Penulis: Andrea León
Angie estaba tan furiosa que empujó a mi hijo con todas sus fuerzas y le dio una fuerte patada en el estómago.

Él se dobló del dolor y terminó vomitando.

Llevaba días casi sin comer por estar a mi lado, y, con tanta hambre, lo único que tenía en el estómago era ácido. Por lo que salió fue sangre mezclada con bilis. Sin un solo trozo de comida.

En ese momento, se escucharon pasos viniendo del pasillo.

Angie cambió la cara al instante, como si nada hubiera pasado, y corrió a ponerle la ropa a mi hijo. Apenas terminó de subirle el cierre, Marc entró por la puerta.

—Ups, se me olvidó el reloj... ¿Ryan? ¿Qué haces aquí? —preguntó, mirando al niño con la frente hinchada, y, al notarlo, añadió—: ¿Qué diablos te pasó? Angie, ¿le pegaste a mi hijo?

Angie se llevó una mano a la frente, fingiendo mareo, como si fuera a desmayarse; por lo que Marc corrió a sostenerla, con cara de preocupación.
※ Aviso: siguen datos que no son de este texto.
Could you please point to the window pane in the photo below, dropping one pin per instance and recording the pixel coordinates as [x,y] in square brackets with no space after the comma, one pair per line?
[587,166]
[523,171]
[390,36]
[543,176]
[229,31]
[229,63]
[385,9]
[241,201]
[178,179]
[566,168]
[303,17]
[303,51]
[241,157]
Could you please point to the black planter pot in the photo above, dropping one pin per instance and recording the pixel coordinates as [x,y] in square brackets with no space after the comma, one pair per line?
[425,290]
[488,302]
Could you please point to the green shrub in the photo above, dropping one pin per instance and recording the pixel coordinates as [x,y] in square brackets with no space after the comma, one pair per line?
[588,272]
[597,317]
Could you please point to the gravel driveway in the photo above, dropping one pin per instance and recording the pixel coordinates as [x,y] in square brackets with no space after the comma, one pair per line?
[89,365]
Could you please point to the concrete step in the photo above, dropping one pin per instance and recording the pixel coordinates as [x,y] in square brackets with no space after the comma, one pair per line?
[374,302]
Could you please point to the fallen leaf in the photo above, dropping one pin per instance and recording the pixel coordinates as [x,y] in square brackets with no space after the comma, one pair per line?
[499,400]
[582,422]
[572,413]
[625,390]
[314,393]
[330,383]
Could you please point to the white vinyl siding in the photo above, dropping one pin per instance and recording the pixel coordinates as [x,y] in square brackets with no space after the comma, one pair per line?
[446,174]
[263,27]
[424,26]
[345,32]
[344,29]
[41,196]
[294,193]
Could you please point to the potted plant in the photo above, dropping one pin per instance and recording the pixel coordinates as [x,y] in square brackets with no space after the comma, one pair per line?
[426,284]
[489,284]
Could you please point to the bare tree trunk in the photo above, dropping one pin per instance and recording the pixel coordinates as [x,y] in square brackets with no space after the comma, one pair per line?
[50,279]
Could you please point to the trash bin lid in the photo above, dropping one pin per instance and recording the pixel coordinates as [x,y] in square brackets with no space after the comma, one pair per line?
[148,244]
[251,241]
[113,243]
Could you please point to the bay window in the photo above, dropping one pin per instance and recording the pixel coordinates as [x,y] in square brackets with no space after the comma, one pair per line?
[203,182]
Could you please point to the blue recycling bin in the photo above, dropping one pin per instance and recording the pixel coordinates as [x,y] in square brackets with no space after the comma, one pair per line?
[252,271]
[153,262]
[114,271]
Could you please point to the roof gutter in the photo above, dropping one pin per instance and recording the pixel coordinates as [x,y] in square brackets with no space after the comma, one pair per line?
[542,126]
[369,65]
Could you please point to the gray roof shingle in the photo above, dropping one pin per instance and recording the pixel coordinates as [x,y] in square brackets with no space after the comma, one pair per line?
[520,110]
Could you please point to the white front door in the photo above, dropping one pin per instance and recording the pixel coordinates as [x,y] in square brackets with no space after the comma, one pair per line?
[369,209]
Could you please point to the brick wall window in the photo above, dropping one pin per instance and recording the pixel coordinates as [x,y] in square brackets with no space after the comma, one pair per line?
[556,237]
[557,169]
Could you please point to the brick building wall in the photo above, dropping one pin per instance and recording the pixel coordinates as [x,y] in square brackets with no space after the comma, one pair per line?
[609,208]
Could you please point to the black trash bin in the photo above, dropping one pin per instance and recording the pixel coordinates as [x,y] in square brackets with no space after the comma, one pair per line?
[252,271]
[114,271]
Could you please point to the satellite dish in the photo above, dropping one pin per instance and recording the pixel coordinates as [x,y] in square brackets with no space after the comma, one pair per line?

—Así no se puede... uno hace algo bueno y siempre sale perdiendo —dijo ella, mostrándole la muñeca ensangrentada.

Llorando, le contó que Ryan había estado afuera, gritando y golpeando la puerta. Que le dio pena y lo dejó entrar… pero que luego él empezó a tirarse contra las paredes y a amenazarla con que llamaría a la policía.

Marc vio la sangre en la muñeca y, aunque por un momento dudó, terminó creyéndole.

Pero yo sabía la verdad.

Mi hijo ya no tenía ni fuerzas para levantarse, mucho menos para hacerle daño a alguien. Esas marcas no eran de una mordida, era la sangre de mi hijo.

Uno de los guardaespaldas se acercó y levantó a Ryan del piso para que no se desmayara.

—¿Así que esto haces cuando yo no estoy? —preguntó Marc, mirándolo, decepcionado—. El hijo de la familia Hesselink se está volviendo un loquito por culpa de Ana. ¡Cuando nos divorciemos, no la volverás a ver!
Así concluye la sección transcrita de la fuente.